Madigan claimed that Franck “swore” about her to the city attorney, to which Franck responded “much like you do at every bar in town.”
At Tuesday’s meeting, the conflict continued when Madigan came to her agenda item on decorum at meetings. One of Madigan’s issues included council members not staying on topic. She also said the Deputy of Accounts laughed at the Finance Director when approached, to which Franck said she was not on topic. Madigan immediately requested to amend her agenda item to include both City Council meetings and decorum within City Hall in general. Madigan, Commissioner of Public Works Anthony Scirocco and Commissioner of Public Safety Christian Mathiesen voted in favor while Mayor Yepsen and Franck voted against.
“I’m very upset with what is transpiring in City Hall,” Madigan said. “There’s a commissioner that is refusing to meet with me, so I have to address it at City Hall.”
This type of behavior has been a common occurrence in recent weeks, particularly between Madigan and Yepsen, who have regularly argued during public meetings.

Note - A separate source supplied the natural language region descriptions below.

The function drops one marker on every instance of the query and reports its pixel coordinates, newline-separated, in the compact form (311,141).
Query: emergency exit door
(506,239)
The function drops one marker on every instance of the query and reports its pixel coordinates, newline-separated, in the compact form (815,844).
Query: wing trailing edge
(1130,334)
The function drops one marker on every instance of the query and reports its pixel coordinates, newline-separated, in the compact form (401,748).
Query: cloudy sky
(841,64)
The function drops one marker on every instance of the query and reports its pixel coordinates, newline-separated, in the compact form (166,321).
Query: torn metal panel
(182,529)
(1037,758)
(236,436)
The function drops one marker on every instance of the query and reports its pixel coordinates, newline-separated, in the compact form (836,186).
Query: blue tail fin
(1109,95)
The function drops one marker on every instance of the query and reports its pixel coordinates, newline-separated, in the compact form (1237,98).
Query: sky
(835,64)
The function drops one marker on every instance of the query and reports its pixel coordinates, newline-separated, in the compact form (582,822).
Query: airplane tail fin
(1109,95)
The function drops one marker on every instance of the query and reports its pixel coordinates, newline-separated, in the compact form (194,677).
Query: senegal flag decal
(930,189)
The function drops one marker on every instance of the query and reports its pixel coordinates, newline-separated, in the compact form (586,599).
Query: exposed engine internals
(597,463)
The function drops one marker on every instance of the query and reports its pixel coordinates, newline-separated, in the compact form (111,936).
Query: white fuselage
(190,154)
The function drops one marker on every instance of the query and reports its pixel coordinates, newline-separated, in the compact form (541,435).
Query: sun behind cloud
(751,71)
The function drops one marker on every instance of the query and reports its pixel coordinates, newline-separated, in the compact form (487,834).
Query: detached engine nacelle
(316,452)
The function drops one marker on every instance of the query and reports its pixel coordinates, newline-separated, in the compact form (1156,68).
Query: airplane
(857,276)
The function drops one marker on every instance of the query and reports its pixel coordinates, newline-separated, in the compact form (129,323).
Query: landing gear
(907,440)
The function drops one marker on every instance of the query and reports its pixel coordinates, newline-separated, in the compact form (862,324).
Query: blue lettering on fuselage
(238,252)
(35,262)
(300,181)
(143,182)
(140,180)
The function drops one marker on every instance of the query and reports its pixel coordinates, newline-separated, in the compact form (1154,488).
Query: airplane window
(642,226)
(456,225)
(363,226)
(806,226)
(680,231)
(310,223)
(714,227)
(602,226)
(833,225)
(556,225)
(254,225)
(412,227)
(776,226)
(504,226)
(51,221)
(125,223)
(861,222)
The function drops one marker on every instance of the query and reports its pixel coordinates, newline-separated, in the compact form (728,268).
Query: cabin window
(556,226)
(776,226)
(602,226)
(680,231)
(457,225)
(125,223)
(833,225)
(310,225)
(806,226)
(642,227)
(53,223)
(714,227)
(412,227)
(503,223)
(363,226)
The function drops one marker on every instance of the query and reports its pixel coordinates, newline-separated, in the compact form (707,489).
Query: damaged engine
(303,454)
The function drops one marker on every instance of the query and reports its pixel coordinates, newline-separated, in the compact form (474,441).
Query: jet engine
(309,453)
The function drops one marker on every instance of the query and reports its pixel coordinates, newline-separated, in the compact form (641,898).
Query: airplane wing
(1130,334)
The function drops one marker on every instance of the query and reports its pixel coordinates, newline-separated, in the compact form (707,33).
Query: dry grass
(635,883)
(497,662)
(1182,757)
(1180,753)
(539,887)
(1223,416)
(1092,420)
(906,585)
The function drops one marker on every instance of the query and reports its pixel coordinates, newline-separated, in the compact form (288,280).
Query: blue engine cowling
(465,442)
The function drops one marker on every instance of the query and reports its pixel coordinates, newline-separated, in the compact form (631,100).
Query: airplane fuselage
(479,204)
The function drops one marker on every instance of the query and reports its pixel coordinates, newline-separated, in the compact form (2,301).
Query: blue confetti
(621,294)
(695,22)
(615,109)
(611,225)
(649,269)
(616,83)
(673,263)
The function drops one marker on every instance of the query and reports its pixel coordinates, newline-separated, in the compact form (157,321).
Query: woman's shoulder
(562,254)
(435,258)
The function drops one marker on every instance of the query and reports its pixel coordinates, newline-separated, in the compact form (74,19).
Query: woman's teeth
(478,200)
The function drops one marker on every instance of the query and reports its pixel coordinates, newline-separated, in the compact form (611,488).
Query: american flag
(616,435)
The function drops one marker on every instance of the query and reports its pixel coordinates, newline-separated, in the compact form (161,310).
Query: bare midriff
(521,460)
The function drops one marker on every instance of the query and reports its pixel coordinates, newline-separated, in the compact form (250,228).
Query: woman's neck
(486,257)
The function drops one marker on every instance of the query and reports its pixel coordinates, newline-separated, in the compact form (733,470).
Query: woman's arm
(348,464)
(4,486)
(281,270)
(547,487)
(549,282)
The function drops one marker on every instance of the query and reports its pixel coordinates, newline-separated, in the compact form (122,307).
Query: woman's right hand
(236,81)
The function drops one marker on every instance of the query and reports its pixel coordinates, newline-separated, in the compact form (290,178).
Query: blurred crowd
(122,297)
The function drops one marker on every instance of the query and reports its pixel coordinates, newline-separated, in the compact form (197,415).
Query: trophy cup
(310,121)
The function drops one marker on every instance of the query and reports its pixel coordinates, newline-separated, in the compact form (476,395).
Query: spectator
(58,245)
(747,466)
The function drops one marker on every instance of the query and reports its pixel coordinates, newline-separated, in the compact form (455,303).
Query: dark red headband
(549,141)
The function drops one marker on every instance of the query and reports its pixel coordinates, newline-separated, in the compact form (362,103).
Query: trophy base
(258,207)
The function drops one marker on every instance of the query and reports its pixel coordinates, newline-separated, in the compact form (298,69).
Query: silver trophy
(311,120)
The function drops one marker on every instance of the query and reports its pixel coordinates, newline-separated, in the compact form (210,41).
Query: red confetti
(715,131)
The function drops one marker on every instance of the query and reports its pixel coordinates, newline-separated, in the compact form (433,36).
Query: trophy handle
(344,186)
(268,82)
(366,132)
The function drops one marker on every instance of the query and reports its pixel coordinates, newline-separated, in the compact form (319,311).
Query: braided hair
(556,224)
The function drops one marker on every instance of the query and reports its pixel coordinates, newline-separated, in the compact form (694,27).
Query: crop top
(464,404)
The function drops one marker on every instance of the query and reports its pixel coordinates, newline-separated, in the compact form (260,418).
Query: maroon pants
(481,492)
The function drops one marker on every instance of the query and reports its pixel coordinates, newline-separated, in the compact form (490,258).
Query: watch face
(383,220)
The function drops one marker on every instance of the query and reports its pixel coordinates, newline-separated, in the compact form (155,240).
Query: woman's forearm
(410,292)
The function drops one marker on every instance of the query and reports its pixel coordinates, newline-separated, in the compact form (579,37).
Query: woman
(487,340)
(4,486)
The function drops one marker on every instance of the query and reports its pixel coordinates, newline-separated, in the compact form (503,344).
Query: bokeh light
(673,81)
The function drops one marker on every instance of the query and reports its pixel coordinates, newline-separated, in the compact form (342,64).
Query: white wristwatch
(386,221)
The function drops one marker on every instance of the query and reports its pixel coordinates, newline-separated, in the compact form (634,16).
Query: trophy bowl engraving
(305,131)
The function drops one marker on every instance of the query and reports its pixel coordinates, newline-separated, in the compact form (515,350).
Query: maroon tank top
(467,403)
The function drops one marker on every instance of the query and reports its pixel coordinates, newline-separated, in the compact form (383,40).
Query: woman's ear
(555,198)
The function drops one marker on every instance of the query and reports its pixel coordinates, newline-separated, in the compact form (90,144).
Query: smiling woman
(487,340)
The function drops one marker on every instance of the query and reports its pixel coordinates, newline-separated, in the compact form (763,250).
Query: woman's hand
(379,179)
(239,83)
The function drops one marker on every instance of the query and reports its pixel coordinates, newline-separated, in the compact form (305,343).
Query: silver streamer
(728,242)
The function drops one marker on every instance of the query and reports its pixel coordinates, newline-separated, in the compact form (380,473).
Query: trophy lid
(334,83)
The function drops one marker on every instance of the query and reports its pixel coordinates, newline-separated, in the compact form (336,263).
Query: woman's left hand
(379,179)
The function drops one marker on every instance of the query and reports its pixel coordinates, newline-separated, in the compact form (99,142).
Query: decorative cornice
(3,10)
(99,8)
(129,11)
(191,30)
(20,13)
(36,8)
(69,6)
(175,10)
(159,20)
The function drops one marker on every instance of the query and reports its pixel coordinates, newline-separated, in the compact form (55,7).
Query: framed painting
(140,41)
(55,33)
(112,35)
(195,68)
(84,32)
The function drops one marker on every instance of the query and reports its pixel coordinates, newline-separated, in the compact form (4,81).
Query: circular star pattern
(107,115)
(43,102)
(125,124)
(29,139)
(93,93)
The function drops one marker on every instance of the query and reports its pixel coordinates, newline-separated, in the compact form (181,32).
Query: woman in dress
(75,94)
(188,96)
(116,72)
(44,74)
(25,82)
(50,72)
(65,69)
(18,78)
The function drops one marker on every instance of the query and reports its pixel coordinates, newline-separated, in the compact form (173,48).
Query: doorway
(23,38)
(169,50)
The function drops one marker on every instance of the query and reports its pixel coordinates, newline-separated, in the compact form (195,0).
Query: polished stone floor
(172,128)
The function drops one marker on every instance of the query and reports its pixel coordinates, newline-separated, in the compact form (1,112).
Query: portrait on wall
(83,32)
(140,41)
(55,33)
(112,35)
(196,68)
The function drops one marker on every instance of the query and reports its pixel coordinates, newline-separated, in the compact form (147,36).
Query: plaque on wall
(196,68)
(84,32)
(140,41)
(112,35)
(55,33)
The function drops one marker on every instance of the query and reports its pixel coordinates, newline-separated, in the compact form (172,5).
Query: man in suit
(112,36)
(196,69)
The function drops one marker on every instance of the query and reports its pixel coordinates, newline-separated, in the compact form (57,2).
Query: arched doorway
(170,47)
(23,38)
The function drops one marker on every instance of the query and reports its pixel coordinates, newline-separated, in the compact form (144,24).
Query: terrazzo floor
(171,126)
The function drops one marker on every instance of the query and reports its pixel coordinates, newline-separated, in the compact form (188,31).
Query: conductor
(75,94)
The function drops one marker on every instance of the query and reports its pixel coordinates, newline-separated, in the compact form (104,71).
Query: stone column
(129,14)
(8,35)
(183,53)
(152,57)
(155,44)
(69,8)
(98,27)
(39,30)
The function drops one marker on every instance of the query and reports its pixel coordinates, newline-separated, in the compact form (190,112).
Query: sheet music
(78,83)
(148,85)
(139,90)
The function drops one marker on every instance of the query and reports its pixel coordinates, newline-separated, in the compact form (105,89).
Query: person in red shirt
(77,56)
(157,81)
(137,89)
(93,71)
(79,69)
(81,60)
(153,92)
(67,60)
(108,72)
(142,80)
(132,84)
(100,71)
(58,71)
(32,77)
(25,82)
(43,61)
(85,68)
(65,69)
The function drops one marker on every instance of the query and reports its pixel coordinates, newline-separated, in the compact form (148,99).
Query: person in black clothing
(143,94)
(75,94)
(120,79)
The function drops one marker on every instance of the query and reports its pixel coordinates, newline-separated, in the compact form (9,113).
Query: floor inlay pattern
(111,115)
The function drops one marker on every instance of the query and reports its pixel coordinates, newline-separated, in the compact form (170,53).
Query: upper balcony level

At the beginning of Tuesday’s meeting, Yepsen reminded council members to turn their cell phones off. During the meeting, Madigan’s cell phone beeped, to which the mayor responded “That’s why we turn cell phones off.” Madigan said she communicates with her deputy and has a child at home, so she will not be turning her cell phone off. Franck chimed in, saying Madigan is texting at least 10 people during the meeting.
On Wednesday, Madigan said the mayor handled the interaction between Franck and her well Tuesday, but she would like to see that more consistently.
During her decorum agenda item, Madigan also made it clear she does not respect how the mayor runs meetings. Madigan said even though the previous mayor and she disagreed politically, he still ran an efficient meeting. Madigan said the council needs to feel safe and that Yepsen does not keep the public in line.
Madigan said her behavior is far from perfect, but she is frustrated because the public should not be allowed to “berate” the council.
Madigan was also concerned that council members frequently interrupt each other, even though Yepsen had to gavel Madigan several times for this very problem Tuesday. Madigan routinely says she is on her agenda, which gives her the right to speak.
In the rules for conduct at public meetings, it states “council members shall make every effort to avoid interrupting another Council member’s speaking. In siutations where interruptions become frequent, the Mayor or presiding officer shall have authority to determine the order in which Council members will speak.”
Yepsen said that the rules are clear and there should be no confusion.
“The rules need to be adhered to,” she said. “I have the gavel and I need cooperation. I can’t have people making personal or political attacks.”